Quando ouviu-se o primeiro apito, houve um certo alvoroço entre nós. O chefe da família deu um suspiro, resignado, pois sabia que agora não teria mais argumento para conter as crianças que já faziam estripulias no banco da frente. Todos se deram conta então de que o melhor que podiam fazer era ir até a janela mais próxima e simplesmente olhar. O que não seria uma tarefa fácil, pois há sempre muito mais pessoas dentro dos ônibus do que espaços disponíveis à janela. Os que conseguiram chegar puderam ver a locomotiva passando, ainda em seus primeiros vagões.
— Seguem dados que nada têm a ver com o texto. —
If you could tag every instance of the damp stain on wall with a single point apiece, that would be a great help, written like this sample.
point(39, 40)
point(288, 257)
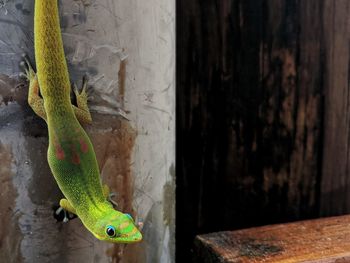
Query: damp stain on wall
point(10, 238)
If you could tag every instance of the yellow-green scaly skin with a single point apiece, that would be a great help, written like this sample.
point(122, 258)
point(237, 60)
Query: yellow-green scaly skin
point(70, 154)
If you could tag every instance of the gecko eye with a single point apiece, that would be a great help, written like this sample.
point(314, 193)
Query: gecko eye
point(130, 217)
point(110, 231)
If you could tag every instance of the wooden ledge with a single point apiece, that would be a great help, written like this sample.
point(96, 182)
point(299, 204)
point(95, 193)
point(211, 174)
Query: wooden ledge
point(324, 240)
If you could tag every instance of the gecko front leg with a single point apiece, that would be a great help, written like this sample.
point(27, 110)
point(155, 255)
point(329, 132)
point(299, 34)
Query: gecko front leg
point(37, 103)
point(34, 99)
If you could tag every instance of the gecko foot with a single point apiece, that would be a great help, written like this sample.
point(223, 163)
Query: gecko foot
point(29, 72)
point(85, 92)
point(62, 215)
point(110, 199)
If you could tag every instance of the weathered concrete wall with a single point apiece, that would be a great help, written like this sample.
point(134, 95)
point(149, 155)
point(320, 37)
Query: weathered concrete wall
point(127, 48)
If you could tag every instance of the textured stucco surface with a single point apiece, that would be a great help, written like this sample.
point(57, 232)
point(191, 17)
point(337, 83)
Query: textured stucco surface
point(127, 48)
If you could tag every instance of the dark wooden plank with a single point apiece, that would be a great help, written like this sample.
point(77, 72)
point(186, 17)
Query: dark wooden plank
point(324, 240)
point(250, 79)
point(336, 158)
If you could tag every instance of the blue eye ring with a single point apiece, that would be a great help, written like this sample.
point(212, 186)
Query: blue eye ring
point(130, 217)
point(110, 231)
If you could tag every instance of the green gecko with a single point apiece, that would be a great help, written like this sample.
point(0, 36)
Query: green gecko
point(71, 156)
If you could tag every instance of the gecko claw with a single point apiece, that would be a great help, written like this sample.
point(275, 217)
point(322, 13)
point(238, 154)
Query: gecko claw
point(110, 196)
point(66, 216)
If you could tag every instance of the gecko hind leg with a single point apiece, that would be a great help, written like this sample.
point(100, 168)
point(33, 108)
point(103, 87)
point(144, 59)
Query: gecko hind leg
point(34, 99)
point(82, 112)
point(109, 195)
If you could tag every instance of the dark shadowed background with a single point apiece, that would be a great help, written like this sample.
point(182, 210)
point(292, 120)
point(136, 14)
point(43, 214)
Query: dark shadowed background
point(263, 116)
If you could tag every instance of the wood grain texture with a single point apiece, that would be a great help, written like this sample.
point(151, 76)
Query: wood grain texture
point(336, 158)
point(323, 240)
point(250, 110)
point(263, 113)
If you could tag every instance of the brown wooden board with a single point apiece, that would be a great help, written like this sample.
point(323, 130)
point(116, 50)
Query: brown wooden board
point(324, 240)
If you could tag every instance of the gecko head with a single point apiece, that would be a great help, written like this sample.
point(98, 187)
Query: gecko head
point(117, 228)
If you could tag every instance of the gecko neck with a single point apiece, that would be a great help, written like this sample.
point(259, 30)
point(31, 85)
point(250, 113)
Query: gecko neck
point(51, 63)
point(89, 215)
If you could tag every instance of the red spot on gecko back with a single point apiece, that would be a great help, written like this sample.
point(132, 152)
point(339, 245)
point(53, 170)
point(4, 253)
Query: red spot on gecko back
point(75, 157)
point(59, 151)
point(83, 146)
Excitadas com a inesperada visão, as crianças diziam coisas como “Olha só quantos vagões! Não consigo nem ver o último!”. A maioria parte dos adultos não dizia absolutamente nada, o que não significa que estivessem indiferentes ao acontecimento que presenciavam. Havia, por exemplo, quem estivesse concentrado contando o número de vagões. Quando finalmente conseguimos avistar o último deles, um desses senhores com cérebros matemáticos limpou a garganta e anunciou, triunfante: foram 87 vagões. Todos ficamos admirados, mas houve quem retrucasse e dissesse que na verdade foram 88. Como já não havia mais o que olhar, um senhor de bigodes aproveitou também para mostrar a sua erudição, esclarecendo que muito provavelmente a locomotiva transportava soja, e certamente se deslocava para o porto de Paranaguá, onde deveria chegar por volta das quatro horas da tarde. Mas a essa altura ninguém mais prestava muita atenção.

Houve quem reparasse ainda que algumas crianças empinavam pipas em cima dos trilhos, agora que o trem havia passado. Também este era um acontecimento digno de nota, pois até então não era sabido que crianças continuam empinando pipa onde quer que seja. Fique registrado, portanto, que este ainda é um meio das crianças gastarem as tardes de sol. Ainda hoje se empina pipa, ainda hoje se usa trens de carga para levar alguma coisa de um lugar a outro. Ainda hoje sente-se falta disso.